Luke tells the wonderful story of how shepherds were the first to get the good news. Shepherds on the hillside around King David the shepherd’s town, Bethlehem, were the first to get the announcement: Don’t be afraid. Unto you is born this very day in the City of David a Savior, which is Christ the Lord. That means: No, despite all the propaganda, Caesar is not Savior and Lord. Here is the true Lord and Savior. He is cradled in a very humble place, already reaching out to the poor and the outcast, for that is what people thought of ordinary shepherds: they’re literally dirty and unclean spiritually. You can’t trust them. They’re riff-raff.
This child would embrace the shepherds as his own. They might not have realized it then, but they were greeting one of their own, the one born to be the Great Shepherd of the sheep.
Matthew points that out. We almost read right over it.

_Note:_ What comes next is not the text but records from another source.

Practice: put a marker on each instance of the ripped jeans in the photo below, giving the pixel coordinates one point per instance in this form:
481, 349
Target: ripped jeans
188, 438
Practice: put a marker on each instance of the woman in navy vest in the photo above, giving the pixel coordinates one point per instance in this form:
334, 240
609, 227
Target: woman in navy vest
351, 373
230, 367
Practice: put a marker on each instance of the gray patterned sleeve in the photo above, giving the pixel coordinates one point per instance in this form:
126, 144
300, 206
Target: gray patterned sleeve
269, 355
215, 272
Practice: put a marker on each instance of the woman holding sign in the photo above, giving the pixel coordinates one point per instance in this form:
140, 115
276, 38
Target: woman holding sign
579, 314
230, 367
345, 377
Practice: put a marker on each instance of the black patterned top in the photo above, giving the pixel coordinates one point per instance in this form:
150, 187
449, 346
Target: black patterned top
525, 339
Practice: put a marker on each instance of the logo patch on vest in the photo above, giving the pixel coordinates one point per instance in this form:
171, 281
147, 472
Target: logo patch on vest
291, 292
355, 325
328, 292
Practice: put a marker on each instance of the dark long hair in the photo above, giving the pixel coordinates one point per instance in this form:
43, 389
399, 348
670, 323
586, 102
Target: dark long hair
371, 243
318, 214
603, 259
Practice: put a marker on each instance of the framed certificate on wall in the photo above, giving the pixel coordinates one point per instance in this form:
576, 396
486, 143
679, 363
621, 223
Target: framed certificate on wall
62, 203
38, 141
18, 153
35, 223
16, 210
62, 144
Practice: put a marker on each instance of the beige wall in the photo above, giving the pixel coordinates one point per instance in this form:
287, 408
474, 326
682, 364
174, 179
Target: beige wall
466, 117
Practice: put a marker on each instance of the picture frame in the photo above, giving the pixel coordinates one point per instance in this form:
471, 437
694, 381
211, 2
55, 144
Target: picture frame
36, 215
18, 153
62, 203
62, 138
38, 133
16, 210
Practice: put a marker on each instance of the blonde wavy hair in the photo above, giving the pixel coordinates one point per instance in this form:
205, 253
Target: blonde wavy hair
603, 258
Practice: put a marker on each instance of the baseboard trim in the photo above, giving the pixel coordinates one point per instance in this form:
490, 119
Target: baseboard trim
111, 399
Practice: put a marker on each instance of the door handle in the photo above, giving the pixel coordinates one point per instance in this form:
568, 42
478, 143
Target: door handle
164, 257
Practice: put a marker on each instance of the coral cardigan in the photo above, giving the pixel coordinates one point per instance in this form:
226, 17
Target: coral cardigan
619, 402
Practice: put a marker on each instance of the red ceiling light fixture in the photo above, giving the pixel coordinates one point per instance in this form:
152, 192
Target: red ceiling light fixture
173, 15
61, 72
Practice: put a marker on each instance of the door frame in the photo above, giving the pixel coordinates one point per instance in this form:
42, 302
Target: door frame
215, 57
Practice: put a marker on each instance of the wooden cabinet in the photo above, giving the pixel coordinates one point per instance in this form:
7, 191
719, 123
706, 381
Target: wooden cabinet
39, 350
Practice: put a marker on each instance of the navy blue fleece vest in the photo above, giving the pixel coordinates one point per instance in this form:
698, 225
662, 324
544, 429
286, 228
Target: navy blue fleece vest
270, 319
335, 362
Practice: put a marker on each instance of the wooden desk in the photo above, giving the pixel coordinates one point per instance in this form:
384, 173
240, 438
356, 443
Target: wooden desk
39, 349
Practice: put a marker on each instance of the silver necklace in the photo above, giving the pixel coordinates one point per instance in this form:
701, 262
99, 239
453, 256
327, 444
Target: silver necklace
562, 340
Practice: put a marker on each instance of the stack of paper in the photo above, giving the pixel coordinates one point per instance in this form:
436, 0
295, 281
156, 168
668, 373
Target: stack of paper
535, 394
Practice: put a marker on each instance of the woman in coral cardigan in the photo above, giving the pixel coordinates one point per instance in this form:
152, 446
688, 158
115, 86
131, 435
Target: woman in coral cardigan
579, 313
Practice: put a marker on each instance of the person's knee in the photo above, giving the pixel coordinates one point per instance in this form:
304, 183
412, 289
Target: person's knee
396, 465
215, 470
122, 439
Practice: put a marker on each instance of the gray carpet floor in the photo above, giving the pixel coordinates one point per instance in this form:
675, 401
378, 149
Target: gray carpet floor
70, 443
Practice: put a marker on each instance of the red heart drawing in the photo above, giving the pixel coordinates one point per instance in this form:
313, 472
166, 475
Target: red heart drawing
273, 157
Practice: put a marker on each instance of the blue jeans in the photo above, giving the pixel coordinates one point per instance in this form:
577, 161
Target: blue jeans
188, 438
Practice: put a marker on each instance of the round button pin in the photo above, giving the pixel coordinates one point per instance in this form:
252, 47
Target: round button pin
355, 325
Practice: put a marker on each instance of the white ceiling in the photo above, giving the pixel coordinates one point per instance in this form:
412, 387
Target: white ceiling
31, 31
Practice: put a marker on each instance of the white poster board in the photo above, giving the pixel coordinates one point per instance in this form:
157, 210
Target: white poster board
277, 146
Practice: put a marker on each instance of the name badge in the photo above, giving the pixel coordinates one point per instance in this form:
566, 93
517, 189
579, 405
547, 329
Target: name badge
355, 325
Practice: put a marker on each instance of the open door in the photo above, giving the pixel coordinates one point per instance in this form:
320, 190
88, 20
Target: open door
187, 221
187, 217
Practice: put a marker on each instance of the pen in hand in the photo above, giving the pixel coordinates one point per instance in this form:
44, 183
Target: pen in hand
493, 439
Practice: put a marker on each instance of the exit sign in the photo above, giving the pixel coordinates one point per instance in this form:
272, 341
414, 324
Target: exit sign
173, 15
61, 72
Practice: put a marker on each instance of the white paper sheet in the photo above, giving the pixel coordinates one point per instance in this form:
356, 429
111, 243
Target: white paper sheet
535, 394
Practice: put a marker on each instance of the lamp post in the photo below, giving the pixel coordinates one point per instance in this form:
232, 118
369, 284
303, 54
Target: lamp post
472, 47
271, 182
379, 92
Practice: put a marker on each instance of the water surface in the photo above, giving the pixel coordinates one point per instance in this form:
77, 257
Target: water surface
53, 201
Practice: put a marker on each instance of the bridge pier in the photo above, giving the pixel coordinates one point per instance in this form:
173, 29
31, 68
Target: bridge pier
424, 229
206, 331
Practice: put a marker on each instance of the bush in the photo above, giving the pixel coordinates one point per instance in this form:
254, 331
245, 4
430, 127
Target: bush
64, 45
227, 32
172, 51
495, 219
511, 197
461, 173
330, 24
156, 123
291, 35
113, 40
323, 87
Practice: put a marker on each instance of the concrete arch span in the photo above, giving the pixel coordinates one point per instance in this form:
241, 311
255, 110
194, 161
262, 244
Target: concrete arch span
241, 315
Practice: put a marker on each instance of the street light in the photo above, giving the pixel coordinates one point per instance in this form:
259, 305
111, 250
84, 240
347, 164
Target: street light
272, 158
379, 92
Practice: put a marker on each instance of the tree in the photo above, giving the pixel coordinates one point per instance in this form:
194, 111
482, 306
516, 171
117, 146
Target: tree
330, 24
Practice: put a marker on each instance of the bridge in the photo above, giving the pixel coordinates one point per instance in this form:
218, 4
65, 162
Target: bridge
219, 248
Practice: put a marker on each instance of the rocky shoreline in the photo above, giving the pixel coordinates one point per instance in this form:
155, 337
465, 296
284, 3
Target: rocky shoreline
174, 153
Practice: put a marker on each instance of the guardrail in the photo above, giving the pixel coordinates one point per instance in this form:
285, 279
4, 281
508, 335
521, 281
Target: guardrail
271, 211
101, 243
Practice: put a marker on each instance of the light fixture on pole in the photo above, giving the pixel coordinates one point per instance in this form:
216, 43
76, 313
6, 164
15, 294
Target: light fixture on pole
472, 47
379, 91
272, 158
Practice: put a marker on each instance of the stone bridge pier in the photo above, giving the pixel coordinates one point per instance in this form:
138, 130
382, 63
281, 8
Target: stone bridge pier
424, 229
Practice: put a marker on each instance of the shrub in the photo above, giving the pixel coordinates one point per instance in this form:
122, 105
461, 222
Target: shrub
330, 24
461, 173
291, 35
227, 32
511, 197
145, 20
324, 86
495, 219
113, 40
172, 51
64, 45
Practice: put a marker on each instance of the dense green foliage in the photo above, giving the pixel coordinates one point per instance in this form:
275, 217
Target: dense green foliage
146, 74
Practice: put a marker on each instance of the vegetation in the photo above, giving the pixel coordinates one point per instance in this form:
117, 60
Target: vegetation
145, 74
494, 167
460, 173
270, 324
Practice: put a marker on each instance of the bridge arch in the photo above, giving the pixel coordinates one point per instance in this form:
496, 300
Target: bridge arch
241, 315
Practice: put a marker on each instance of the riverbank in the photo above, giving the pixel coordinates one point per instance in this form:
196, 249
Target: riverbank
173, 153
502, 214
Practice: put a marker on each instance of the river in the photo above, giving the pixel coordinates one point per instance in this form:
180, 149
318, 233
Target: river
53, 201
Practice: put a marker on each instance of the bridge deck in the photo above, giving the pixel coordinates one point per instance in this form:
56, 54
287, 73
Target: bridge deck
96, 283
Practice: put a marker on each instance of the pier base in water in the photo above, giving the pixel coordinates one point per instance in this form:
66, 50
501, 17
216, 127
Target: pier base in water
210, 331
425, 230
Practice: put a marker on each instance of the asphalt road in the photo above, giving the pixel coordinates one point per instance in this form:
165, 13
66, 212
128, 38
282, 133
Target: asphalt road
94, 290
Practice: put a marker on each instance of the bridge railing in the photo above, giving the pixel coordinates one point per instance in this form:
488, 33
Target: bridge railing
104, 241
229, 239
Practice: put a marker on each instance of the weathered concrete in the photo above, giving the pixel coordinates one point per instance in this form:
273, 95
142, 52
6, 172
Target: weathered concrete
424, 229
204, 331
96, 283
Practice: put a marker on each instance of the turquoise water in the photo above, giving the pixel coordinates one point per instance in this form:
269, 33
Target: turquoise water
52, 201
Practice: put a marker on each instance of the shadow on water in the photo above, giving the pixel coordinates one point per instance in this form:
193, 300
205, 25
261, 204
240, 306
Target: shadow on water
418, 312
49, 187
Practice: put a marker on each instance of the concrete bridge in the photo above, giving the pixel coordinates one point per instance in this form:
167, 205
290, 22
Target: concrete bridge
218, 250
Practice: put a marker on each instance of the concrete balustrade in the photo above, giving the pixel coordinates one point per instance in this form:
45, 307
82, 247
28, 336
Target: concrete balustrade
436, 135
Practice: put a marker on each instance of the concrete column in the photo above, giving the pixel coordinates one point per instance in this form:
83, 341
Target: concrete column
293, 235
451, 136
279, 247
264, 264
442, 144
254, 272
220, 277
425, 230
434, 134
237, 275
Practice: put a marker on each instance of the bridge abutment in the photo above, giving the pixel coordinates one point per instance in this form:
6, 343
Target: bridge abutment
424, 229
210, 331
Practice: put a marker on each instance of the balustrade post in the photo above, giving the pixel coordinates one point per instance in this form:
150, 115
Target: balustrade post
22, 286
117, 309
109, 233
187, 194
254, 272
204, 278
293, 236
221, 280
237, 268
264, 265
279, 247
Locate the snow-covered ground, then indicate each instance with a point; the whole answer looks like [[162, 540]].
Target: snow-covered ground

There’s a shepherd in Matthew’s Christmas story, too: “And you, Bethlehem, in the land of Judah, are by no means least among the rulers of Judah; for from you shall come a ruler who will shepherd my people Israel.”
Herod is right to feel threatened. Caesar through his procurator Pontius Pilate is right to regard this child as a troublemaker, but not for the reason they think. He won’t raise an army against Herod or Caesar, even when his followers want him to. He won’t allow his disciples to unsheathe the sword. By the kingdom of love and light this child will expose Caesar and Herod as charlatans and their brand of peace as counterfeit.
He himself will be the true shepherd. He himself will seek out his sheep and rescue them and feed them and make them lie down in good grazing land. He himself will bind up the injured and strengthen the weak. He will feed his flock, carry the lambs in his bosom and gently lead.
O holy child of Bethlehem, be our shepherd, too. Lead us where we need to go; lead us in the right way, restore our souls, stay with us as we travel the valley of the shadow, feed us from your table so that we can do what you would have us do, and do what you want us to do. Cover us always with your goodness and mercy all the days that we live, and let us dwell at home with you forever.
Do not be afraid. Unto you is born this very day a Savior, Christ the Lord. When he sees the crowds, he will have compassion, because they—we—are like sheep without a shepherd, and he will teach us many things.
Do not be afraid. The Great Shepherd of the Sheep is here!